Here are some thoughts from two our our Your Voice members on what it's like to get involved

“I joined Your Voice to help make positive changes to the way MCC Housing treats its residents, since joining I’ve gained an avid interest in the homes/maintenance areas. The group has also given me the opportunity to gain qualifications in social housing which in turn will help me within Your Voice meetings in the future. I’ve met lots of new people along the way, and hope our group can be successful in improving the quality of homes within our local communities.”

Claire Graham

“For me it’s been very inclusive and also you feel like your voice is being heard, not just as a single individual, as a tenant, but also as a community. It gives you a sense of purpose to know you are not just speaking for yourself, but for everybody else in your community, for your children, for the future of your neighbourhoods. Until you really understand what other people are going through, you can’t really empathise with them, so by MCC including tenants and residents who actually live within the community, it brings a shared experience to the initiative. I feel that I can truly advocate for our tenants, and that is really, really valuable”.

Gode Bolefo

We are always looking for new members to join us.

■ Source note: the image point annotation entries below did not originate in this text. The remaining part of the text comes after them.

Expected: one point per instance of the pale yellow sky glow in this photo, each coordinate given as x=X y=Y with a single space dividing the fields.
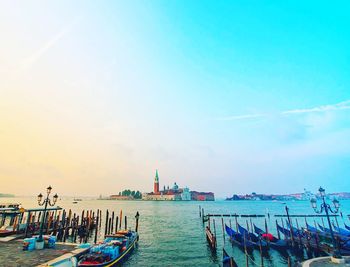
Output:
x=97 y=95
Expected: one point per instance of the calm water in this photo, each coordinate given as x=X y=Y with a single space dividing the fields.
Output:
x=171 y=233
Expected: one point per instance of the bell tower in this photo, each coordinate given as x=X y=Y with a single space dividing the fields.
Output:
x=156 y=183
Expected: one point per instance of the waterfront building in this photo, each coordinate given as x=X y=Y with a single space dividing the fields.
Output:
x=156 y=183
x=175 y=193
x=186 y=194
x=202 y=196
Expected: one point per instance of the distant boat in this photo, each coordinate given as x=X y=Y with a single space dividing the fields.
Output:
x=227 y=261
x=112 y=251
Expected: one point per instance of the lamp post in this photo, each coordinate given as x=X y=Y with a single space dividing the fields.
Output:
x=44 y=203
x=327 y=208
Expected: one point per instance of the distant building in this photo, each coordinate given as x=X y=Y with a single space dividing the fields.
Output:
x=120 y=197
x=202 y=196
x=186 y=194
x=307 y=195
x=175 y=193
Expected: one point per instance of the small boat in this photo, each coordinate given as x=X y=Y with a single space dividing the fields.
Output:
x=347 y=227
x=227 y=261
x=241 y=241
x=342 y=234
x=273 y=241
x=113 y=250
x=256 y=240
x=341 y=231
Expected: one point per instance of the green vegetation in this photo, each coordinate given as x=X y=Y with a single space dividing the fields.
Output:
x=128 y=193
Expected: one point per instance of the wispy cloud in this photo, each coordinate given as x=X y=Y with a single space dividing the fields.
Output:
x=338 y=106
x=242 y=117
x=34 y=57
x=332 y=107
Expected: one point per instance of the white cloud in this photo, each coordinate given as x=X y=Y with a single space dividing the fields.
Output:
x=338 y=106
x=30 y=60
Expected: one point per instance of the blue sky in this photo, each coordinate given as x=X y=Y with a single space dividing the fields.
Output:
x=223 y=96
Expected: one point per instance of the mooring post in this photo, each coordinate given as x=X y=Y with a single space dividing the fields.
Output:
x=100 y=216
x=109 y=225
x=137 y=221
x=290 y=226
x=121 y=219
x=116 y=223
x=289 y=263
x=112 y=222
x=106 y=223
x=261 y=254
x=214 y=232
x=223 y=230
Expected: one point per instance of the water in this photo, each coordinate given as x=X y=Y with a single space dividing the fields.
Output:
x=171 y=233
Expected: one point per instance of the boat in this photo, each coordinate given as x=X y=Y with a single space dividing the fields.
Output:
x=112 y=251
x=347 y=227
x=255 y=239
x=341 y=231
x=241 y=241
x=342 y=234
x=273 y=241
x=227 y=261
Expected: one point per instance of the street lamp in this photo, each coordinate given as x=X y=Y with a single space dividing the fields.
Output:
x=44 y=203
x=326 y=207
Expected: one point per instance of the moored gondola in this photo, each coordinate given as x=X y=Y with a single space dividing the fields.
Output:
x=273 y=241
x=112 y=251
x=241 y=241
x=227 y=261
x=255 y=239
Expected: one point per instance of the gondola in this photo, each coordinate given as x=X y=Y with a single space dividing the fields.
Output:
x=241 y=241
x=227 y=261
x=341 y=231
x=347 y=227
x=255 y=239
x=112 y=251
x=273 y=241
x=338 y=234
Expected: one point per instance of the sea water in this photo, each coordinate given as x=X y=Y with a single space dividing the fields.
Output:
x=172 y=234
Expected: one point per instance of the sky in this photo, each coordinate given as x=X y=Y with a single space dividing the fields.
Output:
x=222 y=96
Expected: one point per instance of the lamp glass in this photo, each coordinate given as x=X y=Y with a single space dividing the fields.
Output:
x=49 y=189
x=336 y=203
x=322 y=191
x=40 y=196
x=313 y=203
x=55 y=197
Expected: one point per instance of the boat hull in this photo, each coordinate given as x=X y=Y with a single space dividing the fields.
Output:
x=114 y=262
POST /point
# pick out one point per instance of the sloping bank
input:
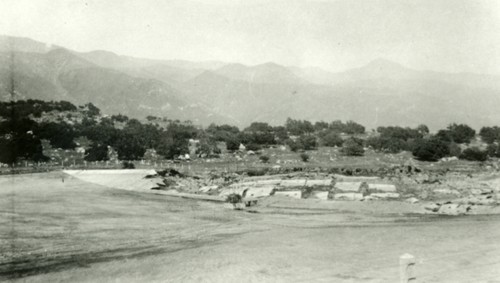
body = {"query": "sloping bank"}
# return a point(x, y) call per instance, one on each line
point(133, 180)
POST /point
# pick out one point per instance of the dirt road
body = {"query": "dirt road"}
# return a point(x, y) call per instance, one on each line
point(54, 231)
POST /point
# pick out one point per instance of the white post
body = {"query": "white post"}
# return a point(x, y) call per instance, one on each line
point(407, 269)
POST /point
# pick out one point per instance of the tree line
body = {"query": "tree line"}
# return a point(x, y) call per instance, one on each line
point(23, 127)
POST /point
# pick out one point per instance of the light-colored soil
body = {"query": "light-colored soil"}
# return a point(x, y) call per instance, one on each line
point(73, 231)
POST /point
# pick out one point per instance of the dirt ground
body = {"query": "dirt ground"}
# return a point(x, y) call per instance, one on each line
point(72, 231)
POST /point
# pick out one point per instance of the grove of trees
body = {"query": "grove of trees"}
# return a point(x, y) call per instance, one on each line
point(23, 126)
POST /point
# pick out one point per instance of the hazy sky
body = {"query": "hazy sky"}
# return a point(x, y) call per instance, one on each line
point(448, 35)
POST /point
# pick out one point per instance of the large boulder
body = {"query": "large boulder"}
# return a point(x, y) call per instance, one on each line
point(453, 209)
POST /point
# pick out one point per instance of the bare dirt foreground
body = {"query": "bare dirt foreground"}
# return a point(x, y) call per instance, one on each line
point(73, 231)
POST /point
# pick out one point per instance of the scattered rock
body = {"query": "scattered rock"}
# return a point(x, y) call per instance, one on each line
point(385, 195)
point(348, 196)
point(412, 200)
point(453, 209)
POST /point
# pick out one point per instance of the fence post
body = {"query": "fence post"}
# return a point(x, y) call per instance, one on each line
point(407, 269)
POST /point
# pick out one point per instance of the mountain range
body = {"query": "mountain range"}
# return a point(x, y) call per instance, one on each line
point(379, 93)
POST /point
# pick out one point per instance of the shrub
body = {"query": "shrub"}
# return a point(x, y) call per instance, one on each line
point(455, 149)
point(264, 158)
point(331, 139)
point(308, 142)
point(253, 146)
point(256, 172)
point(474, 154)
point(430, 149)
point(493, 150)
point(233, 198)
point(304, 156)
point(232, 144)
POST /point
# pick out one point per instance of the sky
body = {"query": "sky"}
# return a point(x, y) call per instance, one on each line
point(439, 35)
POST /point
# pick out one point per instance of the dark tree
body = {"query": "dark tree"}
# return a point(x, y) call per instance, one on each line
point(331, 139)
point(430, 149)
point(474, 154)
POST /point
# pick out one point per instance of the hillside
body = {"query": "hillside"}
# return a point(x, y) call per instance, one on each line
point(379, 93)
point(59, 74)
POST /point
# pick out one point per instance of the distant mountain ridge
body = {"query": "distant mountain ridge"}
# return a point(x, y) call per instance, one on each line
point(379, 93)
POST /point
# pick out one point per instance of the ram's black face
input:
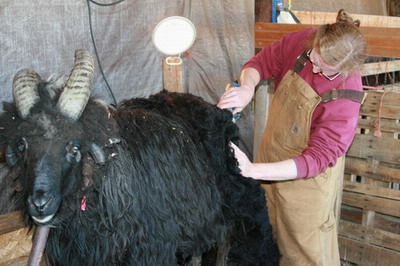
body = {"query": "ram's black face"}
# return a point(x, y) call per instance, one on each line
point(51, 162)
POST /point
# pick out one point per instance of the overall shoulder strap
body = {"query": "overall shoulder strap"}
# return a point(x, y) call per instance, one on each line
point(300, 62)
point(356, 96)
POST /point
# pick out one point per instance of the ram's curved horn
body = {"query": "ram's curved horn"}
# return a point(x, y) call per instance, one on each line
point(76, 91)
point(25, 90)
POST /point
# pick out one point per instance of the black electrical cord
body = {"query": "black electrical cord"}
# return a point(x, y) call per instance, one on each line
point(94, 43)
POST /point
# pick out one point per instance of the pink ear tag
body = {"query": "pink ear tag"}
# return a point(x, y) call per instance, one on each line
point(83, 203)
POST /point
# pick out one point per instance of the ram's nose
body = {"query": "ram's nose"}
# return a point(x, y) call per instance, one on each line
point(41, 199)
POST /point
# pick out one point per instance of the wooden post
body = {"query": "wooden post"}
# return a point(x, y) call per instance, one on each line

Members take part in regular meetings, they speak to staff and residents, and take part in focus groups and studies. This all works towards producing a report with recommendations on how to improve services.

What’s in it for me?

We offer a training program to all new members, as well as the opportunity to complete a Housing qualification. Members will also be able to attend housing-related conferences and seminars. The groups will be regularly briefed by staff on housing-related issues.

Find out more here:

“Thank you to all our residents who have given us the opportunity to listen and respond to their complaints this year – resident feedback is important and will help us improve our services in the future.”